Fête de la laïcité du 25 juin 2022
Discours introductif de Daniel Benichou, Président de l’association « Le Chevalier de la Barre ».
Le Chevalier de la Barre fut célébré, pour la première fois, lors de la grande Révolution, à l’occasion d’une Fête de la Raison et de la Vérité qui eut lieu à Abbeville, lieu du « blasphème », le 10 décembre 1793.
Raison et Vérité. Ces deux idéaux politiques des Lumières. Et c’est cet héritage, celui de la raison comme guide de la vie de la Cité et celui de la vérité due au peuple souverain par ses dirigeants élus, qui mène à la liberté. D’autant que cette vérité s’est émancipée des croyances religieuses, ces « vérités » imposées, qui brûlaient ceux qui disaient que la Terre tournait autour du Soleil ou que l’Homme était un proche cousin du singe…
C’est donc sous la protection de la liberté politique que, depuis, nous avons vécu en Républicains, essayant sans cesse de nous déterminer par la raison et de rester au plus près de la vérité.
Mais depuis quelques décennies, des évolutions majeures se sont produites, qui ébranlent nos libertés, même dans un vieux pays démocratique comme la France. Et cet ébranlement prend des formes contradictoires, dans une sorte de tenaille.

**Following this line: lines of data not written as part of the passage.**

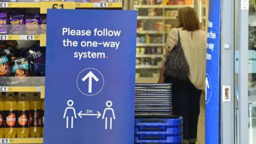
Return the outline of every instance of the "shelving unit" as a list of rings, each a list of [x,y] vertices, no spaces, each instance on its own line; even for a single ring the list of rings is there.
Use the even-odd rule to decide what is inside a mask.
[[[136,77],[136,81],[139,82],[141,81],[141,83],[146,82],[156,83],[157,78],[156,78],[155,76],[159,73],[159,62],[162,59],[163,48],[164,46],[166,38],[170,30],[170,29],[165,28],[165,24],[171,24],[172,27],[176,26],[177,24],[177,15],[166,15],[165,11],[166,10],[169,11],[176,11],[178,14],[178,10],[179,9],[186,6],[194,7],[194,5],[167,5],[165,4],[166,1],[163,1],[163,3],[159,4],[147,4],[146,1],[138,1],[138,2],[135,2],[135,5],[132,5],[131,7],[132,7],[132,9],[138,11],[137,19],[138,20],[138,23],[137,25],[139,27],[137,28],[137,49],[140,49],[140,51],[142,51],[141,49],[145,50],[143,50],[145,51],[145,53],[143,53],[143,52],[140,52],[140,50],[137,50],[136,57],[137,59],[136,66],[137,77]],[[152,13],[150,14],[148,12],[149,11],[154,11],[155,13],[153,15]],[[158,25],[156,26],[156,25],[158,25],[156,24],[156,22],[162,23],[162,26]],[[140,26],[141,25],[143,26]],[[156,28],[156,27],[158,27],[158,28]],[[151,37],[162,37],[161,43],[150,43],[148,42],[148,37],[151,38]],[[147,40],[143,42],[145,43],[141,43],[140,41],[138,41],[138,38],[143,37],[145,37],[146,39],[148,38],[148,41]],[[148,52],[148,49],[151,47],[158,50],[159,48],[162,49],[161,53]],[[159,52],[159,51],[158,52]],[[153,65],[150,63],[152,60],[156,61]],[[147,62],[145,63],[144,61]],[[149,61],[149,62],[148,61]],[[140,61],[141,64],[138,63]]]
[[[63,5],[65,9],[122,9],[123,3],[76,3],[75,2],[0,2],[1,10],[12,8],[22,8],[27,10],[36,9],[40,14],[46,14],[47,10],[53,7],[54,4]],[[60,9],[61,7],[56,7]],[[40,34],[40,33],[39,33]],[[38,35],[8,35],[0,34],[0,41],[22,41],[31,42],[39,41],[41,46],[46,46],[46,34]],[[23,43],[23,42],[22,42]],[[45,98],[44,77],[0,77],[0,92],[39,93],[41,99]],[[43,138],[0,138],[0,143],[43,143]]]

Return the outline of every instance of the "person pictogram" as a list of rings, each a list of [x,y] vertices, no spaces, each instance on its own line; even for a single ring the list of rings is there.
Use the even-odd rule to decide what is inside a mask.
[[[74,116],[71,117],[71,129],[73,129],[74,117],[75,117],[75,118],[76,118],[76,110],[73,107],[73,106],[74,105],[74,101],[71,100],[68,100],[68,102],[67,102],[67,105],[68,105],[68,107],[67,107],[65,109],[65,112],[64,113],[64,115],[63,116],[63,118],[66,118],[67,119],[66,128],[68,129],[69,117],[66,116],[67,111],[68,111],[68,109],[72,110],[73,111],[73,113],[74,113]]]
[[[105,109],[104,110],[104,112],[103,113],[102,119],[105,118],[105,130],[108,129],[108,119],[110,120],[110,122],[109,122],[110,130],[112,130],[112,118],[114,118],[114,119],[116,119],[116,116],[115,116],[115,111],[114,111],[114,109],[112,108],[111,108],[111,107],[112,106],[112,105],[113,105],[112,101],[110,100],[107,101],[107,102],[106,103],[106,106],[107,106],[107,108],[105,108]],[[109,110],[109,111],[110,110],[112,112],[113,117],[110,117],[109,118],[107,117],[105,117],[106,112],[107,110]]]

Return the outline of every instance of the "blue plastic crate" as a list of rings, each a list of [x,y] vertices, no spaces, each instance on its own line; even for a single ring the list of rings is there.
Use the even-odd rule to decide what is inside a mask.
[[[149,135],[158,135],[158,134],[166,134],[167,137],[178,136],[183,133],[183,126],[174,128],[143,128],[135,129],[134,135],[139,137],[140,134],[149,134]]]
[[[166,139],[160,138],[148,138],[145,139],[140,140],[139,138],[134,137],[134,143],[145,144],[145,143],[161,143],[161,144],[180,144],[182,143],[183,135],[181,135],[178,137],[169,137]]]
[[[183,118],[181,116],[173,116],[169,118],[135,118],[135,128],[150,128],[152,126],[161,126],[159,128],[178,127],[183,124]]]

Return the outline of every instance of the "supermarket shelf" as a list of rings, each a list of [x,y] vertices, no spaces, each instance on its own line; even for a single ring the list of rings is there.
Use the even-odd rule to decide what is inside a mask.
[[[41,92],[41,86],[0,86],[0,92]]]
[[[0,143],[43,143],[43,138],[0,139]]]
[[[194,7],[192,5],[135,5],[134,9],[149,9],[149,8],[167,8],[167,9],[180,9],[186,6]]]
[[[139,34],[162,34],[163,33],[167,34],[168,31],[157,31],[157,30],[137,30]]]
[[[159,66],[136,66],[136,69],[158,69]]]
[[[136,83],[156,83],[158,81],[158,77],[136,77]]]
[[[176,17],[169,17],[164,16],[137,16],[137,19],[138,20],[177,20]]]
[[[0,2],[0,7],[1,8],[43,8],[45,7],[44,3],[47,3],[46,4],[51,6],[57,2],[31,2],[31,3],[2,3]],[[69,5],[72,2],[58,2],[58,3],[68,4]],[[93,8],[93,7],[122,7],[122,3],[76,3],[75,4],[75,8]],[[49,7],[47,7],[49,9]]]
[[[76,8],[122,7],[122,3],[77,3]]]
[[[0,3],[0,7],[5,8],[39,8],[40,3]]]
[[[137,46],[163,46],[162,43],[137,43]]]
[[[40,40],[39,35],[0,35],[0,40]]]
[[[162,54],[136,54],[136,58],[162,58]]]
[[[46,35],[40,35],[40,46],[46,46]]]

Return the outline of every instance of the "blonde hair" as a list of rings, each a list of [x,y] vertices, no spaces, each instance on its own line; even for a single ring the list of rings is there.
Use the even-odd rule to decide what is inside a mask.
[[[197,13],[194,9],[187,6],[180,9],[178,12],[178,28],[183,28],[183,30],[194,31],[200,29]]]

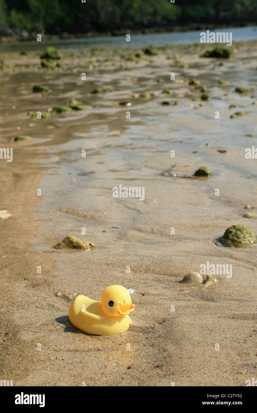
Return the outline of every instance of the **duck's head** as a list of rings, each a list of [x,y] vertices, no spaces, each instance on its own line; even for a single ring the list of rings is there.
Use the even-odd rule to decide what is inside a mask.
[[[135,307],[127,288],[122,285],[110,285],[106,288],[101,304],[104,312],[110,317],[129,314]]]

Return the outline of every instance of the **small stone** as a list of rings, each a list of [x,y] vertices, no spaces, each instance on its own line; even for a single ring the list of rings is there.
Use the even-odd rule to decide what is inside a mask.
[[[254,233],[245,225],[232,225],[227,228],[222,240],[227,247],[248,247],[257,242]]]
[[[127,291],[129,292],[130,294],[134,294],[135,292],[134,290],[133,290],[133,288],[128,288]]]
[[[89,249],[90,247],[95,246],[96,244],[93,242],[84,242],[76,237],[69,235],[66,237],[62,241],[57,242],[54,245],[54,248],[58,249],[63,249],[65,248]]]
[[[254,212],[245,212],[245,214],[244,214],[244,216],[246,218],[254,218],[257,216],[257,215]]]
[[[10,214],[9,211],[6,211],[6,209],[3,209],[2,211],[0,211],[0,218],[2,219],[7,219],[7,218],[9,218],[10,216],[12,216],[11,214]]]
[[[185,275],[180,282],[182,284],[187,284],[190,285],[197,285],[202,284],[203,280],[203,277],[195,271],[191,271]]]
[[[218,282],[217,278],[208,274],[207,275],[206,281],[204,284],[203,284],[203,285],[204,287],[209,287],[209,285],[212,285],[214,284],[217,284]]]

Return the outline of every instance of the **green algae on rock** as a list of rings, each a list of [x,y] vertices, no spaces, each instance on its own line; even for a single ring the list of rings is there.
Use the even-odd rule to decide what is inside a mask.
[[[153,56],[156,55],[157,54],[157,52],[155,49],[154,49],[151,45],[149,45],[147,47],[145,48],[145,49],[144,49],[143,51],[145,55]]]
[[[92,107],[90,104],[71,104],[70,107],[73,110],[85,110],[86,109],[91,109]]]
[[[227,47],[216,46],[212,50],[206,50],[200,55],[200,57],[217,57],[219,59],[228,59],[231,55],[231,51]]]
[[[202,284],[203,281],[203,277],[200,274],[195,271],[191,271],[185,275],[180,282],[189,285],[198,285]]]
[[[243,216],[246,218],[255,218],[257,215],[254,212],[245,212]]]
[[[139,95],[139,97],[143,99],[149,99],[151,95],[148,92],[142,92]]]
[[[200,97],[202,100],[210,100],[210,96],[209,93],[202,93],[200,95]]]
[[[196,171],[194,175],[195,176],[209,176],[212,174],[212,172],[207,166],[200,166],[199,169]]]
[[[40,86],[40,85],[34,85],[32,89],[33,92],[48,92],[48,88],[46,88],[44,86]]]
[[[73,235],[69,235],[64,240],[57,242],[54,248],[57,249],[63,249],[65,248],[71,248],[75,249],[90,249],[91,247],[96,247],[93,242],[88,242],[81,241],[79,238]]]
[[[235,119],[236,118],[238,118],[238,116],[245,116],[245,115],[248,115],[248,113],[249,112],[247,111],[240,110],[238,112],[235,112],[233,115],[231,115],[230,117],[231,119]]]
[[[29,139],[30,137],[24,135],[19,135],[18,136],[16,136],[14,139],[14,140],[25,140],[25,139]]]
[[[240,225],[227,228],[221,240],[227,247],[247,247],[257,242],[252,230],[245,225]]]
[[[42,67],[46,67],[47,69],[54,69],[56,66],[49,60],[42,60],[41,66]]]
[[[67,106],[55,106],[53,108],[53,110],[57,113],[62,113],[63,112],[70,112],[72,109]]]
[[[53,47],[52,46],[48,46],[45,48],[45,51],[40,55],[40,58],[57,60],[61,59],[61,56],[56,47]]]
[[[131,105],[131,102],[128,99],[127,99],[125,100],[123,100],[122,102],[120,102],[119,104],[122,105],[124,106],[130,106]]]
[[[238,86],[235,89],[235,92],[237,92],[238,93],[249,93],[250,91],[250,89],[243,88],[242,86]]]
[[[91,90],[90,93],[94,95],[96,93],[105,93],[106,92],[111,92],[111,89],[105,89],[104,88],[96,88],[95,89]]]

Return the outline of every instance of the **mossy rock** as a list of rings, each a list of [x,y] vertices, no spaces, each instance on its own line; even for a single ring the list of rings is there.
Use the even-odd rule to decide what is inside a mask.
[[[196,90],[200,90],[200,92],[206,91],[206,86],[205,85],[202,85],[201,83],[200,83],[199,85],[196,85],[195,86],[195,89]]]
[[[227,247],[247,247],[256,244],[256,237],[252,230],[245,225],[232,225],[227,228],[222,241]]]
[[[86,110],[86,109],[91,109],[92,107],[90,104],[73,104],[70,105],[70,107],[73,110]]]
[[[243,216],[245,218],[255,218],[257,215],[254,212],[245,212]]]
[[[202,100],[210,100],[210,96],[209,93],[202,93],[200,95],[200,97]]]
[[[197,86],[198,85],[200,85],[200,82],[197,79],[191,79],[191,80],[189,81],[189,86]]]
[[[142,92],[139,95],[139,97],[143,99],[149,99],[151,95],[148,92]]]
[[[124,106],[130,106],[131,104],[131,102],[128,99],[125,100],[123,100],[122,102],[120,102],[119,104],[123,105]]]
[[[200,57],[217,57],[219,59],[228,59],[231,55],[231,51],[228,47],[216,46],[212,50],[206,50],[200,55]]]
[[[200,166],[194,173],[195,176],[210,176],[211,174],[211,171],[207,166]]]
[[[245,116],[245,115],[248,115],[248,113],[249,112],[247,111],[240,110],[238,112],[235,112],[233,115],[231,115],[230,117],[231,119],[235,119],[236,118],[238,118],[238,116]]]
[[[52,46],[47,46],[45,51],[40,55],[40,58],[59,60],[61,59],[61,56],[56,47],[53,47]]]
[[[24,135],[19,135],[18,136],[16,136],[14,139],[14,140],[17,141],[17,140],[25,140],[26,139],[29,139],[30,137]]]
[[[144,49],[143,51],[145,55],[148,55],[150,56],[155,56],[157,54],[157,52],[153,47],[151,45],[148,46],[145,49]]]
[[[34,85],[32,90],[33,92],[48,92],[49,89],[44,86],[40,86],[40,85]]]
[[[106,89],[104,88],[96,88],[92,90],[91,90],[90,93],[95,94],[96,93],[105,93],[106,92],[110,92],[110,89]]]
[[[75,249],[89,249],[90,247],[95,247],[93,242],[87,242],[81,241],[76,237],[69,235],[62,241],[57,242],[54,248],[57,249],[64,249],[66,248],[71,248]]]
[[[63,112],[70,112],[72,109],[67,106],[55,106],[53,108],[53,110],[57,113],[62,113]]]
[[[238,86],[235,89],[235,92],[237,92],[238,93],[250,93],[251,89],[248,88],[243,88],[242,86]]]
[[[50,60],[42,60],[41,66],[42,67],[46,67],[47,69],[54,69],[55,67],[54,64]]]

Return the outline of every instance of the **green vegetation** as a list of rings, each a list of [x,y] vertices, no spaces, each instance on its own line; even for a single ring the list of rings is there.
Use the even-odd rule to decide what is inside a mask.
[[[40,85],[35,85],[33,86],[32,89],[33,92],[48,92],[47,88],[45,88],[44,86],[40,86]]]
[[[247,88],[243,88],[242,86],[238,86],[235,89],[235,91],[237,92],[238,93],[250,93],[251,89]]]
[[[231,51],[228,47],[216,46],[212,50],[206,50],[200,55],[200,57],[218,57],[220,59],[228,59],[231,55]]]
[[[247,247],[257,242],[252,230],[245,225],[232,225],[227,228],[222,241],[227,247]]]
[[[59,34],[98,31],[114,34],[133,29],[147,31],[175,25],[232,24],[257,20],[256,0],[0,0],[0,21],[8,27]],[[125,32],[129,33],[129,32]]]
[[[199,169],[196,171],[194,175],[195,176],[210,176],[212,171],[207,166],[200,166]]]

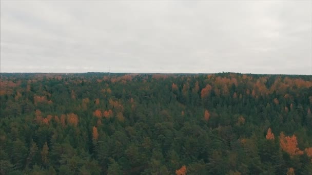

D’une part, les réseaux sociaux ont permis l’émergence d’un complotisme généralisé, de vérité alternatives, qui viennent contredire le réel, l’habiller d’oripeaux effroyables, antisémitisme, antimaçonnisme, intégrisme religieux, pour « expliquer le monde ».
D’autre part le triomphe de l’individualisme comme aspiration ultime des êtres humains, a peu à peu donné la priorité aux exigences de chacun, qui ne peuvent plus trouver la moindre limite. Chaque désir doit être immédiatement transformé en un droit. Et s’opposer à ce droit c’est être un dictateur !
Et bien sûr, les deux branches de cette tenaille agissent de concert. Les complotistes, les intégristes, ont tôt fait de s’emparer de ce droit de vouloir n’importe quoi pour en faire le cheval de Troie de leurs tactiques contre la raison et la vérité, contre la liberté.
Cette évolution est visible chaque jour. Prenons le cas de l’offensive du burqini dans les piscines publiques : on travestit sous le « droit des femmes à porter le vêtement de leur choix », (droit qui serait issu sans doute de leur désir soudain de ne plus bronzer !), la pression religieuse sur le corps des femmes et en particulier des femmes musulmanes, qui doivent être soumises, dérobées au regard des hommes et devenir ainsi l’étendard de la domination islamiste sur les hommes et les femmes de culture ou de religion musulmane, et aussi sur l’espace public.
Or notre République, parce qu’elle est bâtie sur l’idéal du citoyen souverain et donc libre, exige l’émancipation de tous. Elle défend d’abord les droits collectifs. Parce que ce sont ces droits à l’égalité, à la solidarité, à la liberté de conscience, à la liberté d’expression, qui font avancer ensemble tous les citoyens et qui leur permettent d’atteindre collectivement la liberté, dont chacun profite.
C’est pourquoi, plus que les pays d’Europe du Nord, plus que les pays anglo-saxons, dont la culture communautariste et religieuse fournit aux individus les repères collectifs dont ils ont besoin comme tout être humain, et qui donc peuvent se livrer aux fantasmes de la toute-puissance du désir face à la loi, la France subit de plein fouet ces évolutions, n’ayant à leur opposer que sa volonté d’émancipation des Hommes devenus ainsi des citoyens, tout le reste étant de l’ordre du privé.
Et si, du fait de l’effondrement des aspirations à la Raison et à la Vérité sous la pression du complotisme, de l’affect et de l’individualisme, l’émancipation collective des Français, cette forme la plus élevée d’accès à la liberté, disparaît, c’est toute notre histoire de progrès humain qui disparaîtra avec elle.
Défendons la loi démocratique ; défendons la solidarité, défendons l’égalité, contre la boursouflure des egos, contre le retour des superstitions, contre le complotisme, contre les fake news.
C’est comme cela que nous illustrerons notre devise républicaine, liberté, égalité, fraternité, et son principal vecteur, la laïcité.
Oui, nos ancêtres révolutionnaires avaient bien raison de rappeler le martyre du Chevalier de La Barre. Oui ils avaient bien raison de placer cette première commémoration sous la double égide de la Raison et de la Vérité.
Parce que sans la Raison, sans la recherche de la Vérité, les monstres qui se cachent au cœur des Hommes abandonnés se réveilleront et c’est leur propre liberté qu’ils sacrifieront comme l’Église sacrifia Le Chevalier.